Während der Therapie, insbesondere am Anfang und bei Tätigkeiten mit erhöhter Aufmerksamkeitserfordernis (z. B. Bedienung von Maschinen), ist besondere Vorsicht geboten;

Arzneimittelwechselwirkungen

Bei der kombinierten Anwendung von Akkusida mit bestimmten Arzneimitteln können folgende Effekte auftreten:

  • Lithiumpräparate: Senkung der renalen Klärfunktion und Erhöhung der Serumkonzentrationen, was zu Lithiumintoxikationen führt und das Risiko unerwünschter Wirkungen steigert (Kombination nicht empfohlen; bei Notwendigkeit ist besondere Vorsicht geboten);
  • Tetrazykline und andere Arzneimittel, die mit Magnesium interagieren: Vermeidung ihrer Resorption;
  • Ethanol, Narkotika oder Barbiturate: Verstärkung der Wahrscheinlichkeit einer Orthostasehypotonie;
  • Nichtdepolarisierende Muskelrelaxanzien: Verstärkung ihres Effekts;
  • Arzneimittel, die den Kaliumspiegel im Blut erhöhen: Risiko einer Hyperkaliämie;
  • Diuretika: Verstärkung des antihypertensiven Effekts;
  • Hypoglykämika: Erhöhung der Glukosetoleranz;
  • Nichtsteroidale entzündungshemmende Arzneimittel: Abschwächung diuretischer, antihypertensiver und natriurettischer Wirkungen;
  • Glukokortikoide sowie adrenokortikotropes Hormon: Verstärkung des Elektrolytverlusts, insbesondere von Kalium;
  • Andere antihypertensive Mittel: Verstärkung ihrer Wirkung, insbesondere von Ganglienblockern oder Beta-Adrenoblockern;
  • Pressorische Aminosäuren: unbedeutende Verringerung der Wirkung von Adrenomimetika;
  • Warfarin (bei einmaliger Anwendung): Veränderung der Gerinnungshemmung;
  • Digoxin: Erhöhung des Risikos für die Entwicklung von Symptomen einer Digoxin-Intoxikation;
  • Medikamente zur Behandlung von Gicht: Verstoß gegen die Kontrolle des Zustands bei Patientinnen mit Gicht;
  • Aliskiren, Angiotensin-II-Rezeptorantagonisten oder andere ACE-Hemmer (bei Erkrankungen/Zuständen in den Kontraindikationen): Die Kombination wird nicht empfohlen;
  • Ionenaustauscherharze: Senkung der Resorption von Hydrochlorothiazid;
  • Allopurinol, Zytostatika, Immunsuppressiva, Procainamid: Erhöhung des Risikos für die Entwicklung eines Felty-Syndroms;
  • Drucksenkende Präparate, narkotische Analgetika und Medikamente zur allgemeinen Anästhesie: Verstärkung der antihypertensiven Wirkung von Chinapril;
  • Herzglykoside und andere Präparate, die zur Entwicklung einer Kammer-Tachykardie vom Typ „Pirouette" führen können: Erhöhung des Risikos für Hypokaliämie und Verstärkung toxischer Effekte dieser Präparate (die Kombination erfordert Vorsicht);
  • Symptome wie Übelkeit, Erbrechen, eine grippeähnliche Symptomatik sowie ein Blutdruckabfall und Hyperämie bei intravenöser Gabe von Natriumaurothiomalat;
  • Hemmstoffe der Fermente DPP-4 und mTOR: Erhöhung des Risikos für das angioneurotische Ödem (die Kombination erfordert Vorsicht).

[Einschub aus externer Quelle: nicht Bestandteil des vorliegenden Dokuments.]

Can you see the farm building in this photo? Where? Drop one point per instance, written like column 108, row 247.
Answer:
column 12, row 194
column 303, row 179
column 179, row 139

Lagerungsfristen und -bedingungen

An einem für Kinder unzugänglichen Ort bei einer Temperatur von bis zu 25 °C lagern.

Haltbarkeitsdauer: 3 Jahre.

Preise in Online-Apotheken

Name des Präparats

Preis

Apotheke

Akkusid Tabletten 20 mg + 12,5 mg (30 Stk)

438 Rubel

Zum Kauf verfügbar

Apotheke ver.ru, GmbH Die Apotheke ver.ru, die GmbH

Akkusid Tabletten 20 mg + 25 mg 30 Stk

448 Rubel

Zum Kauf verfügbar

Apotheke ver.ru, GmbH Die Apotheke ver.ru, die GmbH

Akkusid tbl p/o 20 mg + 25 mg №30, Goedecke GmbH

523 Rubel

Zum Kauf verfügbar

Netzwerk moskauer Apotheken IFK Das Netzwerk der Moskauer Apotheken IFK

Akkusid tbl p/o 20 mg+12,5 mg №30, Goedecke GmbH

563 Rubel

Zum Kauf verfügbar

Netzwerk moskauer Apotheken IFK Das Netzwerk der Moskauer Apotheken IFK
Ob Sie wissen:

Bei regelmäßigem Solarium-Besuch steigt das Risiko für Hautkrebs auf 60 %.